The judgment also dealt with the Claimant’s application to rely on amended reports from her neurologist and neuroradiologist commenting on the Diffusion Tensor Imaging (‘DTI’) carried out by Professor Sharp. Professor Sharp had originally prepared a report which was commissioned by the Claimant’s solicitors but sent to the Claimant’s GP to form part of her clinical records. Master Davison had already made an order excluding Professor Sharp’s report on this basis but allowing the other experts to comment on the imaging itself that Professor Sharp had undertaken. However, the Claimant’s experts were supplied “not only the imaging, but also the fruits of analysis of that imaging carried out by, or under the control and direction of, Professor Sharp.” It was on the basis of this analysis, in the excluded evidence that the updated reports of the neurologist and neuroradiologist “concluded that there is an abnormality in the corpus callosum tract of the claimant’s brain “suggestive of the presence of diffuse axonal injury”. (The scans themselves show no abnormality.) The amended reports adopting Professor Sharp’s analysis were therefore not allowed.
This is a sage reminder that a Judge will not allow a case-management order to be subverted.

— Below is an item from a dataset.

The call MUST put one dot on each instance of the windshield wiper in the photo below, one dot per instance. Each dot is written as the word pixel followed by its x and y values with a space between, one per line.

As Master Davison observed:
“If the claimant’s legal team wished to introduce that evidence, the proper thing to have done was to have appealed the order or asked their experts to carry out their own, independent analysis of the imaging.”
Defendants should ensure that statements of case indicate the issues to be explored which might lead a Judge to a finding of fundamental dishonesty (i.e. matters which point to a lack of credibility or exaggeration). This is important, because otherwise cross-examination on certain issues may not be allowed. However there is no need to plead the specific particulars of conscious or unconscious exaggeration. Further an absence of a positive averment of fundamental dishonesty will be no bar to the trial judge making such a finding, as long as sufficient notice has been provided.
For Claimants this case makes clear that fundamental dishonesty cannot be pleaded on a speculative or contingent basis. Further, if a Defendant is to make an application under section 57 of the CJCA 2015 or to disapply QOCS under CPR rule 44.16 the Claimant will need to have been put on notice. The Claimant cannot have issues sprung on them at trial if they might have been countered with further expert or lay evidence not available at trial.
William Audland QC of 12 King’s Bench Walk acted as counsel for the Defendant in this case and Pinkus v Direct Line  EWHC 1671.
 Master Davidson cited Newey LJ in Howlett.